Powerful advances in compute technology, social media and molecular data collection have set the stage for the emergence of revolutionary approaches to science and medicine. Citizens and scientists can work together to form communities, around diseases and lifestyles and therapies: this would not have been possible even five years ago. Citizens can get their own data, quickly and cheaply, on the consumer market. Infrastructure like Synapse, a computational platform from Sage Bionetworks where donated data can be accessed and queried by researchers, means that donated data has a place to go where citizens know it will be used. And a growing media awareness of “That’s My Data,” a campaign urging citizens to ask for a copy of their own data whenever they provide a sample, means that the movement into which PLC fits will not stay long in the shadows.

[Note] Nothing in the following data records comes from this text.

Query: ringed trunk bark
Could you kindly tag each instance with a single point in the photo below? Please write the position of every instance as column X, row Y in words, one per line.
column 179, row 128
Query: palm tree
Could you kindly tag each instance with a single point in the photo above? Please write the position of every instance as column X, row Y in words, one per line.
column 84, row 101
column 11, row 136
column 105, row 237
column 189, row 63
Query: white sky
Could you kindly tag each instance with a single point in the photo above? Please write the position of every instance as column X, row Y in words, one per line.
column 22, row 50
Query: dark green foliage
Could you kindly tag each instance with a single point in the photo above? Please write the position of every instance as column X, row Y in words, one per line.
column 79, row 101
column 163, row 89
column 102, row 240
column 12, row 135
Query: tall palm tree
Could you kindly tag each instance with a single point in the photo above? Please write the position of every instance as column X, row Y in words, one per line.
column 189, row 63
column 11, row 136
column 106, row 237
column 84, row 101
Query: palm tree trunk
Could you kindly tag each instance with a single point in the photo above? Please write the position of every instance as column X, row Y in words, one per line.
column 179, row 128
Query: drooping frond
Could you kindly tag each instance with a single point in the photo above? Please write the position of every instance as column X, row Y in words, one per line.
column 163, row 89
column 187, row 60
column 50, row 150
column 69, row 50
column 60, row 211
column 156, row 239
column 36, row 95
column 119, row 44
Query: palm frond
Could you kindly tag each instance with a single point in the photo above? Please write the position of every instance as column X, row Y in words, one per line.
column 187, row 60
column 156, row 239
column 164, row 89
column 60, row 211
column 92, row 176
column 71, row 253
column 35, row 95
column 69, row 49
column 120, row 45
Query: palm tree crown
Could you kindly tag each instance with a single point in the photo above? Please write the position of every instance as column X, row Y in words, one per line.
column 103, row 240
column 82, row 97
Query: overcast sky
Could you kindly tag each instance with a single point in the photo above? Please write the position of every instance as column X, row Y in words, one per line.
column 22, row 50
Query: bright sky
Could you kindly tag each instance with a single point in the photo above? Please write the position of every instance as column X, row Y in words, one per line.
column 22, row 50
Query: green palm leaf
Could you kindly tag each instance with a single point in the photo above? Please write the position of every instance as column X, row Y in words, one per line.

As has already occurred for physics, medical sciences are now poised to enter a new and important phase of maturity: one where massive molecular data collection is distinct and separate from data analysis. Our ultimate vision is that by applying a statistical vector field analysis to the data of many patients across many diseases, a new approach to medicine emerges: one where each of us has access to our own living “contour map” of health. We can update the “map” with new information from ongoing treatments, and we can compare our map to the aggregated maps of others like us and in a real sense, map out regions of the future that could emerge for us based upon the decisions we take today.